Public transparency is a key concept in cryptocurrencies. One of the great promises of blockchain is that it levels the playing field by not restricting information to a handful of people who are in a privileged position of control.
But what does that mean exactly? Can you find out how much bitcoins your neighbor owns? How can you take a look and verify public data yourself? That’s exactly what we’re going to show you in this article. Note that we focus on Bitcoin, but you can also find dedicated blockchain explorers for Litecoin, Ethereum, Binance, and pretty much any native blockchain.
Have you ever had a payment go missing, or someone who swore that they paid you didn’t? In our current financial system, this can end up being a “he said, she said” situation or may require a third-party intervention.
Blockchains solve this problem by introducing the concept of public transparency, where information is ready to be viewed by anyone at any time. For blockchains such as Bitcoin and Ethereum, all information is publicly visible by design, which is useful when transactions (or Txs) and contracts need to be easily identified and verified.
In this guide, we’ll take a look at the basic layout of a Bitcoin block explorer. Then, we’ll take a look at a famous transaction, the one that gave rise to the Bitcoin Pizza Day on May 22.
What is a blockchain explorer?
A blockchain explorer is like a search engine that reveals information about the past and current state of a blockchain. This can be useful when you want to track the progress of a specific payment or check the balance and history of an address. Anyone with an Internet connection can use an explorer to view all transactions of a public blockchain.
How does a block explorer work?
Every blockchain will have a Command Line Interface (CLI) to interact with the database and view the network’s history. However, a CLI explorer isn’t a user-friendly experience for the general public. That is why most blockchains will also have an explorer with a Graphical User Interface (GUI) that will display information in a friendlier format.
On the front page, you can see some high-level data about the Bitcoin blockchain. This includes the price, estimated hash rate, daily number of transactions, and transaction volume. We also see charts mapping price and mempool size. At the bottom, we can monitor the latest blocks and transactions.
Let’s go through what we can see here in a bit more detail:
Price: An aggregated USD price feed across several markets. In most cases, the price depends on the feed’s provider and is not indicative of the spot price on a specific exchange.
Estimated Hash Rate: An estimate of the computing power currently employed by miners to secure the blockchain. It can be seen as a proxy for the security of a Proof of Work (PoW) blockchain.
Transactions: The number of unique transactions confirmed over the past 24 hours. To be confirmed, a transaction needs to be included in a validated block (a block that was successfully mined).
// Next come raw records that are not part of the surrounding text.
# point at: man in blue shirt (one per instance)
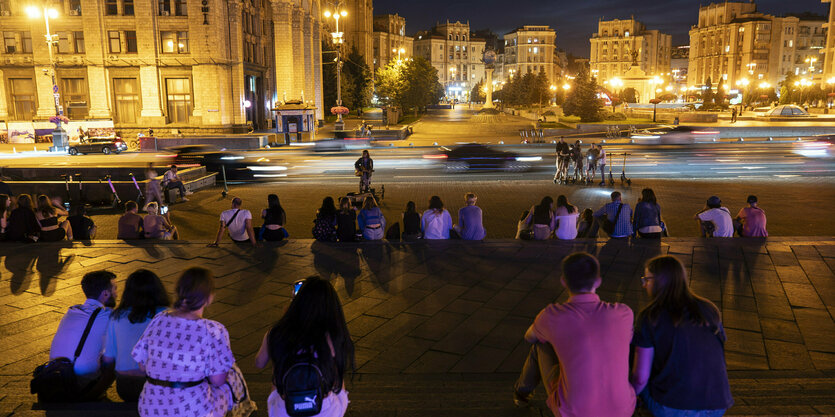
(618, 213)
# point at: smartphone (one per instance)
(297, 286)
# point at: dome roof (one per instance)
(787, 110)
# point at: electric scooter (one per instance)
(623, 172)
(139, 197)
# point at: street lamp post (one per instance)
(337, 40)
(59, 136)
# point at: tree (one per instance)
(582, 101)
(629, 95)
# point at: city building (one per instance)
(531, 49)
(455, 53)
(734, 42)
(828, 52)
(390, 40)
(618, 44)
(177, 66)
(358, 27)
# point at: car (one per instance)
(236, 165)
(93, 145)
(675, 135)
(479, 157)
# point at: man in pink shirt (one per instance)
(752, 219)
(580, 349)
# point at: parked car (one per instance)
(95, 145)
(475, 156)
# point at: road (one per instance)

Transaction Volume: A measure of the total value of outputs (in BTC) confirmed on the blockchain over the past 24 hours. Due to the way that Bitcoin works, this total also includes unspent outputs returned back to the “spending” wallet as change.
Transaction Volume (estimated): An estimate (in BTC) of the actual transaction volume transferred between unique wallets. It’s the Transaction Volume (above) minus an estimate of the outputs returned as change to spending wallets.
Mempool Size: The mempool size tracks the aggregate size (in bytes) of transactions that are waiting to be included in a block. It’s a proxy for the amount of activity on the blockchain and can serve as an indicator of the fees required for fast confirmation.
Latest Blocks: A list of confirmed blocks, from newest to oldest. It includes details such as block height, timestamp, miner name (if known), and block size. You can click on “block height” to uncover information about transactions included in the block. Clicking on “miner” will reveal information about the address of the block’s miner. The public address of the miner may be a known mining pool address. If you don’t know what a mining pool is, check this article.
Latest Transactions: A list of valid transactions which have been submitted to the mempool. Again, transactions are unconfirmed until they have been included in a validated block.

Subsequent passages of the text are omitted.